Fans were... not okay, at least if your timeline is any indication. Lots of jokes about the nightmares this one’s going to fuel. South Park being South Park, the show knows exactly which buttons it’s pushing and stomps on all of them.
Tulsa King almost lost Frank Grillo, until Stallone made a call
On the Tulsa King side, there’s a solid bit of behind-the-scenes drama. Frank Grillo’s character, Bill Bevilaqua, wound up in federal custody in Season 3, and Grillo told US Weekly he thought that was his exit. He was ready to call it a swan song and ride off.

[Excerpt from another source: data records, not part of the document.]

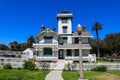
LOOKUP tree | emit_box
[92,22,102,57]
[0,44,9,50]
[9,41,20,51]
[52,27,56,31]
[27,36,35,48]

"You’re not leaving me. You’re not going anywhere."
That’s what Grillo says he heard from Sylvester Stallone himself. Next thing he knew, he was back in Atlanta and jumped into two more episodes — specifically Episode 5 and Episode 6 — as a favor to Sly. On-screen, Bevilaqua is currently tucked in a holding cell, but Grillo says he’ll be back for Season 4 and, this time, sticking around for the long haul.
So, quick state of the union: South Park is having a moment on the charts off the back of a memorably unhinged episode, and Tulsa King is keeping one of its scene-stealers around thanks to some classic Stallone persuasion. Both shows are streaming on Paramount+.